Spec discipline for agentic RAG

The architect’s agentic-RAG design document names, for each agent:

  • Corpus identity and versioning
  • Embedding model + version + re-embedding plan (Article 24)
  • Chunking strategy
  • Retriever type (vector, hybrid, lexical) and top-k
  • Re-ranker (if any) with its model identity
  • Hop-budget per task class
  • Freshness SLA and staleness-detection mechanism
  • Sanitizer chain applied to retrieved content
  • Source-trust tagging scheme
  • Policy-engine rules for retrieval-suggested tool calls
  • Evaluation plan including trajectory metrics (Article 17)
  • Cost expectations per task class

Without this spec, retrieval behavior drifts; with it, the agent’s knowledge access is auditable and economically bounded.

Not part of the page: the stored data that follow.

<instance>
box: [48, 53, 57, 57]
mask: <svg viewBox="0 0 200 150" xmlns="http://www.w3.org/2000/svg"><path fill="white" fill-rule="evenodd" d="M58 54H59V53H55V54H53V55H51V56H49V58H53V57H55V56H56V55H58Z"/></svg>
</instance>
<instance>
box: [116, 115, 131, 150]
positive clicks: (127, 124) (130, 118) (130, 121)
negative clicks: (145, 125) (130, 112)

Real-world anchor — Perplexity AI public architecture

Perplexity AI is the most visible consumer-scale agentic-RAG deployment as of 2024–2025. Its architecture — a search-agent that issues queries, retrieves, synthesizes, and cites — exemplifies the multi-hop pattern at production scale. Perplexity’s public posts and engineering discussions have documented the cost-per-query trade-offs, the freshness SLAs against web content, and the challenge of keeping citations correctly bound to specific claims. The architect’s reading list includes Perplexity’s blog entries on hop efficiency and citation integrity. Source: perplexity.ai blog.

Real-world anchor — LlamaIndex agentic-RAG tutorials

LlamaIndex’s documentation (docs.llamaindex.ai) provides the most comprehensive public tutorials for agentic-RAG patterns. The SubQuestionQueryEngine, MultiStepQueryEngine, and self-correcting variants come with worked examples that map directly to the four patterns in this article. Architects should read the documentation as a complement to the architectural framing here — the examples demonstrate the frameworks’ abstractions against specific datasets. Source: docs.llamaindex.ai.

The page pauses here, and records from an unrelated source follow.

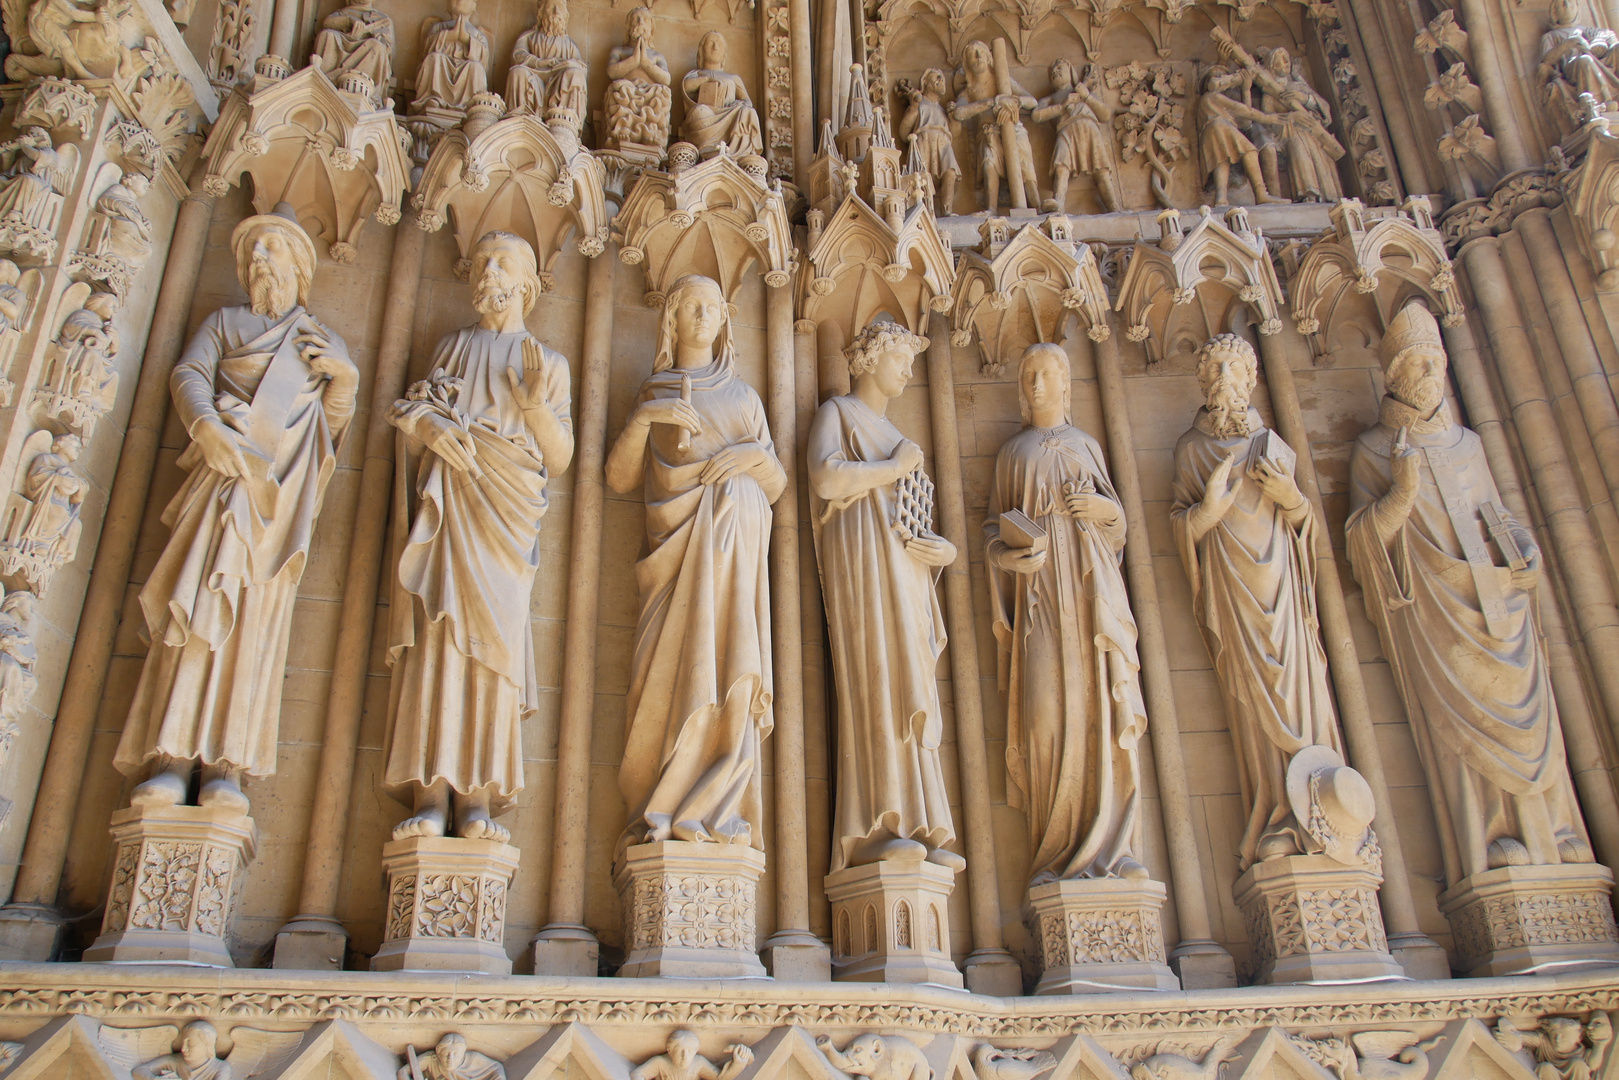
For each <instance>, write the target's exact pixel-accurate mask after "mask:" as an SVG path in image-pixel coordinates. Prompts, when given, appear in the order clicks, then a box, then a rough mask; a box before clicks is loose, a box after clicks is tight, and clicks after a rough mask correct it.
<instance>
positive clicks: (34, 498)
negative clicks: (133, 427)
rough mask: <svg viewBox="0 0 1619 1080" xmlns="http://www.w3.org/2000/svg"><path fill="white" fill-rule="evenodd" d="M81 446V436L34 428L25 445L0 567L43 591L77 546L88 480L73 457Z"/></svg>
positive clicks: (2, 552) (0, 556) (1, 528)
mask: <svg viewBox="0 0 1619 1080" xmlns="http://www.w3.org/2000/svg"><path fill="white" fill-rule="evenodd" d="M83 449H84V444H83V440H81V439H79V437H78V436H74V434H66V436H57V437H55V439H52V437H50V432H49V431H36V432H34V434H32V436H29V437H28V442H24V444H23V460H24V461H28V466H24V470H23V484H21V492H19V494H13V495H11V500H10V502H8V504H6V510H5V521H3V528H0V572H3V573H6V575H21V578H23V580H24V581H28V586H29V588H31V589H34V591H36V593H44V591H45V586H47V585H50V578H52V575H53V573H55V572H57V567H60V565H63V563H65V562H70V560H71V559H73V555H76V554H78V551H79V533H81V529H83V523H81V521H79V510H81V508H83V505H84V489H86V483H84V478H83V476H79V473H78V468H74V461H78V460H79V450H83Z"/></svg>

Real-world anchor — LangGraph self-correcting RAG

LangChain’s LangGraph examples for self-correcting RAG (Reflexion-style retrieval) are the canonical state-graph implementation. They demonstrate how to place the critique-and-re-retrieve loop as explicit graph nodes, with clean replay and inspection. The pattern scales to production regulated workloads where the trajectory must be auditable. Source: langchain.com blog and python.langchain.com/docs.

Closing

Four patterns, four injection surfaces, one evaluation pattern change, an order-of-magnitude cost shift. Agentic RAG is not RAG plus an agent; it is a composed system whose properties the architect specifies explicitly. Article 14 takes up the indirect-injection attacks that this chapter has repeatedly referenced, with the attention they deserve.

Learning outcomes check

  • Explain agentic-RAG vs static-RAG deltas across determinism, cost, and injection surface.
  • Classify four agentic-RAG patterns (planner-driven, multi-hop, self-correcting, adaptive) with fit-for-purpose criteria.
  • Evaluate an agentic-RAG design for retrieval-driven injection, hop budget, freshness SLA, and policy-engine coverage.
  • Design an agentic-RAG spec for a given corpus with the twelve-field spec discipline.

Cross-reference map

  • Core Stream: EATE-Level-2/M2.3-Art10-Retrieval-Augmented-Generation-in-Regulated-Workloads.md.
  • Sibling credential: AITM-CMD Article 6 (content-management angle).
  • Forward reference: Articles 14 (indirect injection), 17 (evaluation), 24 (re-embedding in lifecycle), 28 (data architecture for retrieval).